The Senate must pass the resolution by midnight (ET) tonight to avoid a government shutdown. It is not clear whether the 60 votes required to pass the measure are lined up. Congressional leaders are struggling to negotiate overall spending caps for the military and domestic discretionary programs, which is creating the month-to-month process.
Yesterday, the California Department of Health Care Services announced that the Centers for Medicare & Medicaid Services has approved California’s proposal to amend its Medicaid State Plan and Medi-Cal 2020 waiver to authorize a health homes program beginning in July 2018. The program, which aims to improve care for Medi-Cal members with chronic health conditions, will be implemented by the department through the Medi-Cal managed care delivery system. The Affordable Care Act authorized an option under which states may use home health programs to coordinate the full range of physical health, behavioral health, and community-based long-term services and supports needed by Medicaid members with chronic conditions. Enhanced federal matching funds of 90 percent are available for two years. The program will provide services for comprehensive care management, care coordination, health promotion, comprehensive transitional care, individual and family support, and referral to community-based and social support services; it is expected to be fully implemented across 29 counties in January 2020. More information is available online.
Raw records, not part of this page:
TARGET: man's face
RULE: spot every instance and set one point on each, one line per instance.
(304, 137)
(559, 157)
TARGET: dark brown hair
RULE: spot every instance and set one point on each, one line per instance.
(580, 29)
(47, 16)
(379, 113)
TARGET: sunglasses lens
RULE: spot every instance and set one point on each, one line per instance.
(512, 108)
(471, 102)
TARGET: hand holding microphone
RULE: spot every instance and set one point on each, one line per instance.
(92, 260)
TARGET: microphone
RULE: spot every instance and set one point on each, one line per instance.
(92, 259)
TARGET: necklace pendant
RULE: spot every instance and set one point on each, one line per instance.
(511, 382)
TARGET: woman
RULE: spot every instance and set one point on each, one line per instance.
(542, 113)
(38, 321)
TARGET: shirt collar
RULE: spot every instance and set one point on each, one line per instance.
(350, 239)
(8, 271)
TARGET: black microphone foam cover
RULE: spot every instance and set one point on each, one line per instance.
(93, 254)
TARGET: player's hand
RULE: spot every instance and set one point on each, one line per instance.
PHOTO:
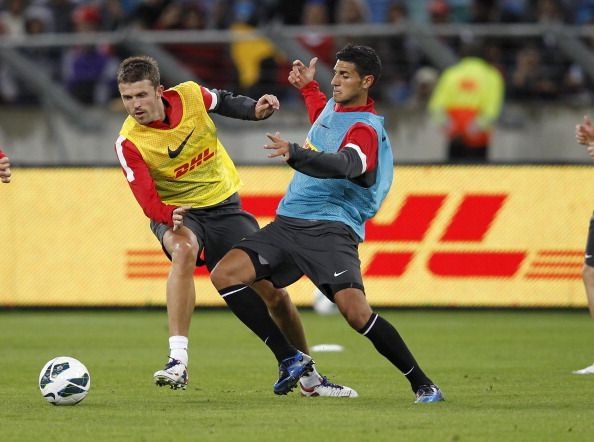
(266, 106)
(178, 216)
(300, 74)
(584, 133)
(280, 146)
(5, 172)
(590, 150)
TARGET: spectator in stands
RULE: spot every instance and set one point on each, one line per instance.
(113, 15)
(401, 58)
(257, 60)
(12, 24)
(37, 20)
(61, 12)
(320, 44)
(484, 11)
(147, 13)
(439, 11)
(352, 12)
(466, 103)
(89, 70)
(210, 62)
(12, 19)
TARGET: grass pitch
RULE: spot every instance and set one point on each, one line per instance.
(506, 376)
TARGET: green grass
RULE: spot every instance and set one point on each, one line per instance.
(506, 377)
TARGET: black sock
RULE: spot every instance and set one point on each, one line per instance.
(247, 305)
(388, 342)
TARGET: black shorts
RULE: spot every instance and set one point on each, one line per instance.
(589, 259)
(217, 228)
(288, 248)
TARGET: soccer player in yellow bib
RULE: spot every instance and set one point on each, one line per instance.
(186, 183)
(584, 134)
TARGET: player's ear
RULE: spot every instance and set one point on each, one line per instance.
(368, 81)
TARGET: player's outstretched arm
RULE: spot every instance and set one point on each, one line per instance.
(266, 105)
(178, 216)
(5, 172)
(584, 132)
(300, 74)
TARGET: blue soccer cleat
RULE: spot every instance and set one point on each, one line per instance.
(429, 393)
(290, 370)
(175, 375)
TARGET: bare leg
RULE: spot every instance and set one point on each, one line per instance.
(181, 293)
(284, 313)
(588, 278)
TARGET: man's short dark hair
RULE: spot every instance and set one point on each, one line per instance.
(139, 68)
(365, 59)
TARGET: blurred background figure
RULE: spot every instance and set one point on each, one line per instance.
(322, 305)
(89, 70)
(466, 103)
(321, 45)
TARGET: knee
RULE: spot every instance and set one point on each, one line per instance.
(354, 307)
(588, 274)
(218, 276)
(356, 316)
(184, 254)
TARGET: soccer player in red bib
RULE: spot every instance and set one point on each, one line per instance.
(342, 174)
(186, 183)
(584, 134)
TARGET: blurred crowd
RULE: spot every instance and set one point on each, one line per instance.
(533, 69)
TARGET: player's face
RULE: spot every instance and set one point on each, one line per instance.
(348, 87)
(143, 101)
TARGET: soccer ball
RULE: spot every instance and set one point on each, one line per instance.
(322, 305)
(64, 381)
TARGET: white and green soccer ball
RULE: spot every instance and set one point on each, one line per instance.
(64, 381)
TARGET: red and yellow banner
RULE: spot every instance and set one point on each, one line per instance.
(445, 236)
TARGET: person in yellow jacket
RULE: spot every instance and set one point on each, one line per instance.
(466, 102)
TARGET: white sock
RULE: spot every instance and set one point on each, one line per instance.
(178, 348)
(311, 379)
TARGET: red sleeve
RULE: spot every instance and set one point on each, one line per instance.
(315, 100)
(363, 138)
(141, 183)
(208, 98)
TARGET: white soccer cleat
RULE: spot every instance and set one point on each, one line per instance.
(327, 389)
(588, 370)
(175, 374)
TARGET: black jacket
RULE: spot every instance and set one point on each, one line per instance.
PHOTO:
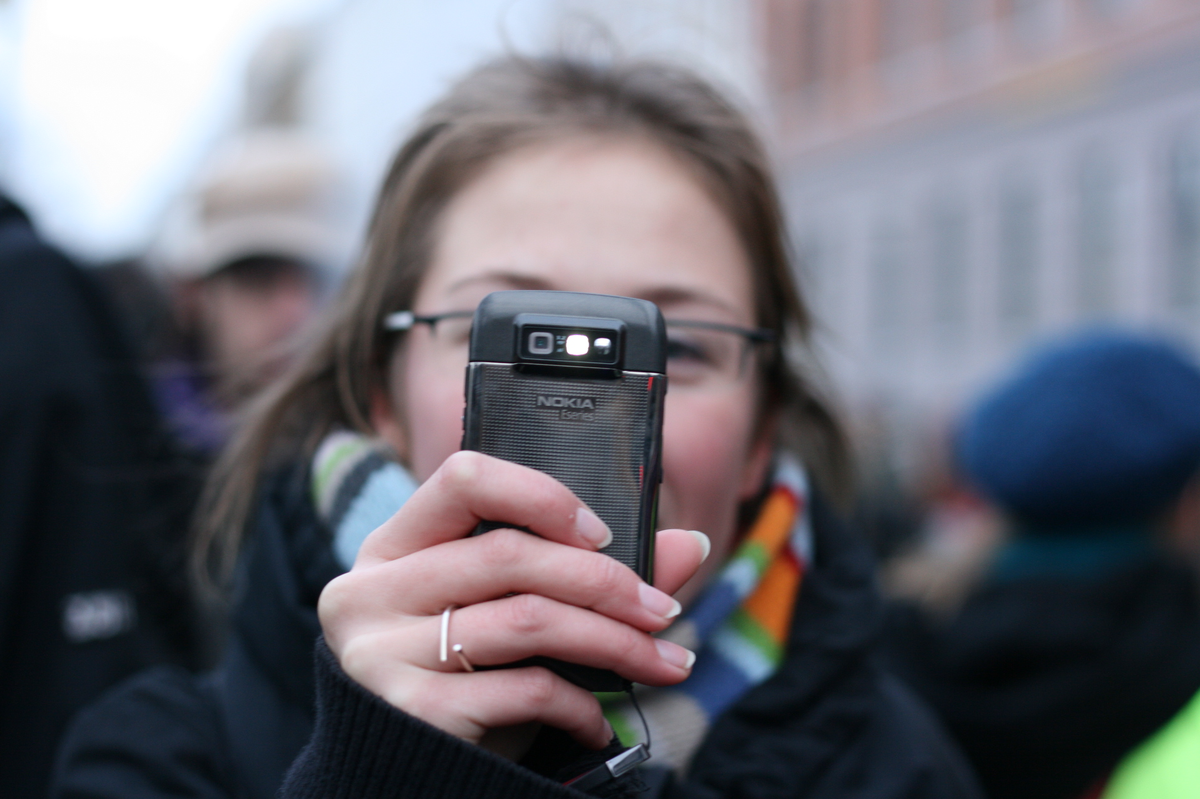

The California Health Care Foundation has released the attached 2017 quick reference guide with updated data that provides a snapshot of some key Medi-Cal data points, including:
Pre and post-ACA Medi-Cal enrollment
Enrollment by race/ethnicity, age and aid category
An overview of Medi-Cal managed care models
Managed care and fee-for-service penetration
Medi-Cal share of state expenditures for fiscal years 2014-16
Medi-Cal expenditures by service category, Medi-Cal spending per enrollee
Medi-Cal participating physicians per 100,000 enrollees
The percentage of Medi-Cal enrollees with no usual source of care
The percentage of Medi-Cal members who delayed or did not obtain medical care
The quick reference guide is a snapshot of the foundation’s Medi-Cal Facts and Figures report, a set of materials that provides an overview of Medi-Cal, covering program eligibility and enrollment, benefits, service delivery, background on policy issues, budget and forces that affect the program’s costs. The foundation will publish a fully updated Medi-Cal Facts and Figures report in late 2018.